Underscoring their point, the team sent out surveys to all the families of Clear Creek Elementary School. From the 238 surveys returned, they found that the families in their Fort Hood village account for about 5.6 million pounds of carbon dioxide every week.
The second part of their research centered on replacing traditional transportation infrastructure with highways, rails and subway lines that use magnetic technology.
They demonstrated with a Lego prototype. A small car zoomed along a short roadway equipped with a row of magnets.
During the robotics competition, students set up their programmed robot and completed a range of missions simulating environmental exercises.
The robot moved along the table, stopping, shifting and lifting items that insulated a house, used a bicycle instead of a car, and protected an endangered polar bear, among many others.
The students said they learned a lot during the project and were grateful for the time with their sponsors – Taylor, Thomas Weeks, Rich Rinehart and Cheryl Tyson.
"It was confusing because I started out thinking I was doing one thing, but we ended up doing something else," said fifth-grader Danielle Daniels. She said she learned a lot researching the effects of pollution and putting together the robotics project.

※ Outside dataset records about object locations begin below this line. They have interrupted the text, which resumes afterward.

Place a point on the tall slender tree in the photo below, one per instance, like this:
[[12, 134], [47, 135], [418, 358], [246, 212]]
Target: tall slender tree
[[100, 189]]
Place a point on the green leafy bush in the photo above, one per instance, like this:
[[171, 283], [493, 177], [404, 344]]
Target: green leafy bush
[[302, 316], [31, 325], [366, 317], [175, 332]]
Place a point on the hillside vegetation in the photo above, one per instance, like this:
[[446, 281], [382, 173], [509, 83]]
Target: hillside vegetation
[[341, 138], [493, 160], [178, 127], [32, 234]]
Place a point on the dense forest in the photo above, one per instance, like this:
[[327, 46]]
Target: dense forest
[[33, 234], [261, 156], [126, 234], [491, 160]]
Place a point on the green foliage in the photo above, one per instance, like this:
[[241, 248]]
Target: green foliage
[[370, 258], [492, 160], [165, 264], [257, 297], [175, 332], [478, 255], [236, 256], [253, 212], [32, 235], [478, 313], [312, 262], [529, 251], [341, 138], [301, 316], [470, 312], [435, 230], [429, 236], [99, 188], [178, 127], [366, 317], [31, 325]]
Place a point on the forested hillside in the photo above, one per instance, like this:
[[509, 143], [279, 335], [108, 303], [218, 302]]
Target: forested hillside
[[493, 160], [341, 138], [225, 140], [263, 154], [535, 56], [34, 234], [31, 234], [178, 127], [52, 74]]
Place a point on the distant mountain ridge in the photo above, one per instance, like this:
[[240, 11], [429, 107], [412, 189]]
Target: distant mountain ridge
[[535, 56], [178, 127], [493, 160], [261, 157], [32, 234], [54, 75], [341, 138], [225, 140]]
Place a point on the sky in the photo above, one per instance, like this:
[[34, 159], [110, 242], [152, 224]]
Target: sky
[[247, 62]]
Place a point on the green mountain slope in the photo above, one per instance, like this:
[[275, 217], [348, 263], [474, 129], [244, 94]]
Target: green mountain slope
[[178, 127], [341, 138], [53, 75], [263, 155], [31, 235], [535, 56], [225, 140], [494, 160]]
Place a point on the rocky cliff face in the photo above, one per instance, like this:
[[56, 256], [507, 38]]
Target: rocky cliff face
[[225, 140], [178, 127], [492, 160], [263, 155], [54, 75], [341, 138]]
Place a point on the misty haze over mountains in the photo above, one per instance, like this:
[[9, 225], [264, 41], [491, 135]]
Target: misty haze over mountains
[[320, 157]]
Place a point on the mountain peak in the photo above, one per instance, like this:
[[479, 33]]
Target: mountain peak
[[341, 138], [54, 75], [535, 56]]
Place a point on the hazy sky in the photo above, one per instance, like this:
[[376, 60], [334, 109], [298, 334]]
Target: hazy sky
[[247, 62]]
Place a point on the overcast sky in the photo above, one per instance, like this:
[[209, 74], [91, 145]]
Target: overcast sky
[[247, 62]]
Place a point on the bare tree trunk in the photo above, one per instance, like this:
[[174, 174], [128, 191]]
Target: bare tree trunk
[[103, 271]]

Students also said the research took a long time. Calculating 238 surveys proved tedious, too, they said.
The lessons, though, were important ones.
"It made me think different about what I do to the environment," said fifth-grader Tristan Guyett.
"It made me think about how I need to be responsible," Daniels said.
Weeks and Taylor said the robotics competition was more difficult than in past years, with organizers adding missions to make sure that teams wouldn't breeze through.
This year's Clear Creek team showed resilience and cooperation.
The students worked well together, pitching in to help when they had to rework their robot, Weeks said. "They helped each other and came together as a team," he said. "It's a lot of commitment because of the hours."
The competition team includes fourth-grader Joshua McKinster and fifth-graders Alejandro Sanchez, Neil Albrecht, Daniels and Guyett.